WASHINGTON—As a House committee put finishing touches on its tax bill Thursday without any support from Democrats, Senate Republican leaders introduced a plan of their own and significant differences in the two versions may create hurdles for Republicans’ hopes to pass a tax overhaul before the end of the year.

The House Ways and Means Committee voted along party lines to approve a plan at a cost of $1.44 trillion over 10 years. Under the terms of the budget resolution, the bill can cost no more than $1.5 trillion in order to qualify for a simple majority in the Senate to pass the bill. Otherwise, Senate Republicans, who hold a 52-48 majority, would need 60 votes to block an inevitable Democratic filibuster.

According to a data from the Joint Committee on Taxation, the Senate plan would cost $1.495 trillion, also shy of the budget threshold.

“With this measure, a family of four will see its taxes go down by nearly $1,500,” said Senate Finance Committee Chairman Orrin Hatch, R-Utah, of the 253-page proposal introduced Thursday afternoon.

The House and the Senate tax plans differ on deal-breaking issues. Notably, the Senate bill calls for an overall elimination of the state and local tax deduction, which Republicans say has disproportionality benefited residents in Democratic-leaning states.

While there are no Senate Republicans from high-tax states like New York, New Jersey and California, blue state Republicans in the House are wary of eliminating the state tax deduction that would cost their constituents and might cost the congressmen their seats in the 2018 midterm elections.

The Senate proposal would expand individual tax brackets from the four proposed by the House to seven, ranging from 10 percent to a top 38.5 percent. Revenue generators include imposing taxes on domestic earnings from foreign companies and overseas earnings on intellectual property.

House Ways and Means Committee Chairman Kevin Brady, R-Texas, added a tax increase on money transferred in from foreign accounts to the House proposal to help offset the cost of other benefits included in the plan, like the restoration of the adoption credit, benefits for Americans with disabilities, and a moving expense deduction for military families.

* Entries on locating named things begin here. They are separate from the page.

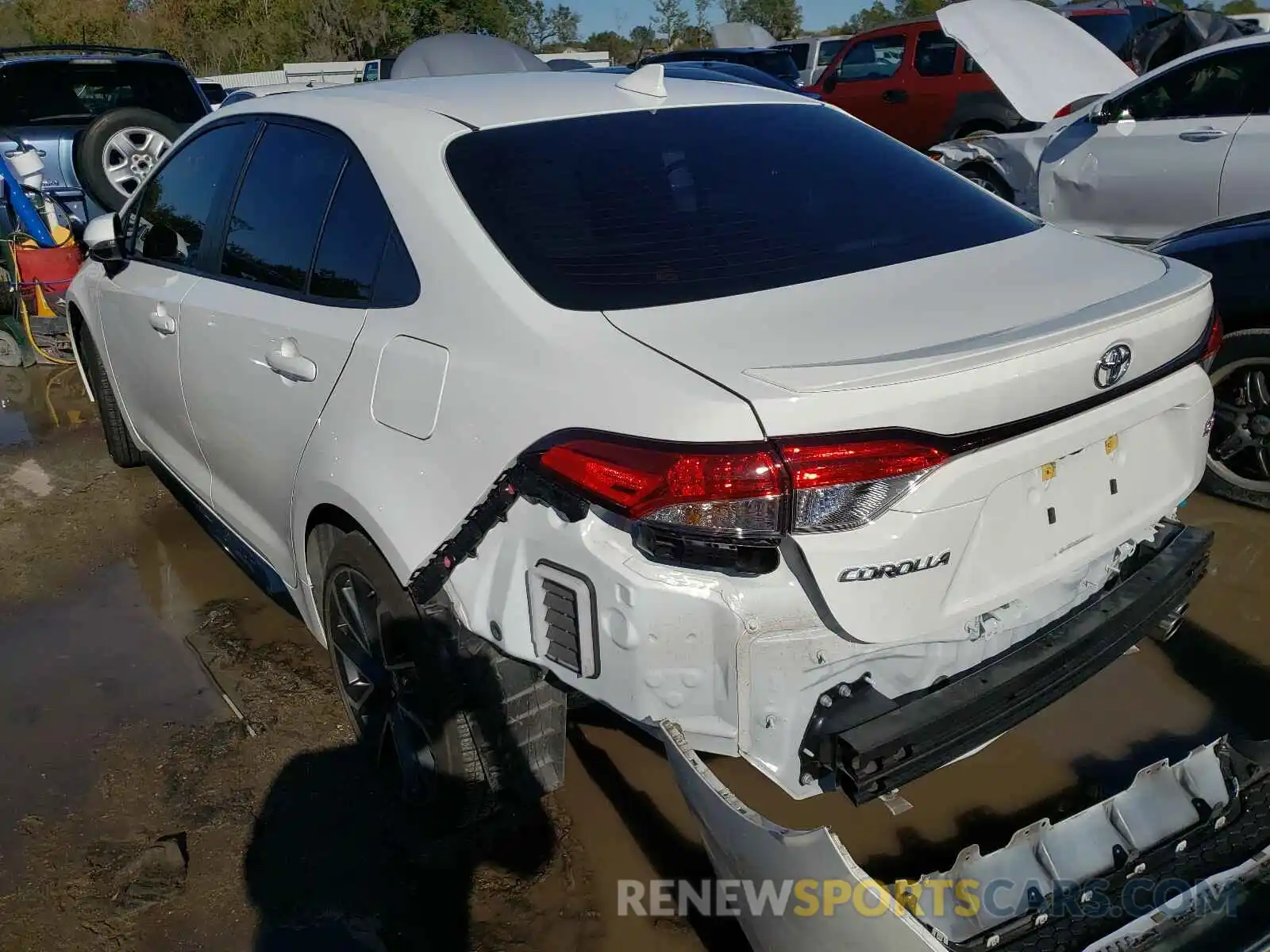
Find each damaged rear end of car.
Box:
[337,76,1262,950]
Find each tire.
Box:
[74,106,182,212]
[957,163,1014,203]
[1200,328,1270,509]
[315,532,565,827]
[79,332,144,470]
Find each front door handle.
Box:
[150,303,176,334]
[1177,125,1228,142]
[264,338,318,383]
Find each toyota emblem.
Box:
[1094,344,1133,390]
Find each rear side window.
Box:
[772,43,810,70]
[446,104,1039,311]
[741,49,798,81]
[0,57,207,125]
[221,125,347,292]
[309,159,391,303]
[130,122,256,268]
[815,40,847,66]
[913,29,956,76]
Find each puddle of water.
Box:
[0,364,97,448]
[0,563,227,893]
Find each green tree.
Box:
[548,4,582,46]
[649,0,688,48]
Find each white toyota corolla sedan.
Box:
[70,36,1254,950]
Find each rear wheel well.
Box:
[952,119,1006,138]
[66,301,97,400]
[957,163,1014,202]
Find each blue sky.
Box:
[574,0,868,36]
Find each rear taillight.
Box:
[779,440,948,532]
[1200,307,1222,363]
[542,440,785,535]
[541,438,948,537]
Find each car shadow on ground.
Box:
[243,644,556,952]
[569,704,749,952]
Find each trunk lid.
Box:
[936,0,1135,122]
[607,227,1211,641]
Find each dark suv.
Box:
[0,46,211,221]
[635,47,802,86]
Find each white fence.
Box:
[199,60,366,89]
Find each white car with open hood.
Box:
[70,29,1249,950]
[931,0,1270,243]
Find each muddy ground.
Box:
[0,368,1270,952]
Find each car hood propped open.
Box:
[936,0,1134,122]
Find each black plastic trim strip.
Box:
[802,524,1213,804]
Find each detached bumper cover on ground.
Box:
[802,524,1213,804]
[662,722,1270,952]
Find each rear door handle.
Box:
[150,303,176,334]
[264,338,318,383]
[1177,129,1228,142]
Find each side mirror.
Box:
[83,214,123,264]
[1090,99,1120,125]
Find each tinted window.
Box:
[815,40,847,66]
[1113,48,1270,121]
[838,33,906,83]
[913,29,956,76]
[1071,13,1133,60]
[739,49,798,83]
[446,104,1037,311]
[773,43,809,70]
[125,122,256,268]
[309,159,391,302]
[221,125,345,290]
[0,60,207,125]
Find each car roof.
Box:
[217,66,817,131]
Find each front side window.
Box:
[838,33,906,83]
[1113,48,1270,122]
[221,125,347,292]
[913,29,956,76]
[446,102,1039,313]
[130,122,256,268]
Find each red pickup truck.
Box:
[808,6,1170,150]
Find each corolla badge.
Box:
[1094,344,1133,390]
[838,550,952,582]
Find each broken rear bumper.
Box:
[802,524,1213,804]
[662,721,1270,952]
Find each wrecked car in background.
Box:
[1151,211,1270,509]
[929,0,1270,244]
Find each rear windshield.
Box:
[1071,13,1133,60]
[0,60,207,125]
[446,104,1039,319]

The amendment also included a 9 percent “pass-through” tax rate for businesses’ first $75,000 of income. The National Federation of Independent Business said on Thursday that Brady’s amendment, which passed along party lines, would create “substantial tax relief for millions of small business owners who were left out of the original bill.”

The addition was added in as a response to criticism from small business owners that the 25 percent pass-through rate only benefitted entities earning more than $200,000.

The Senate plan also would restore the adoption tax credit as well, but also incorporates a deduction for medical expenses and “education relief” for graduate students.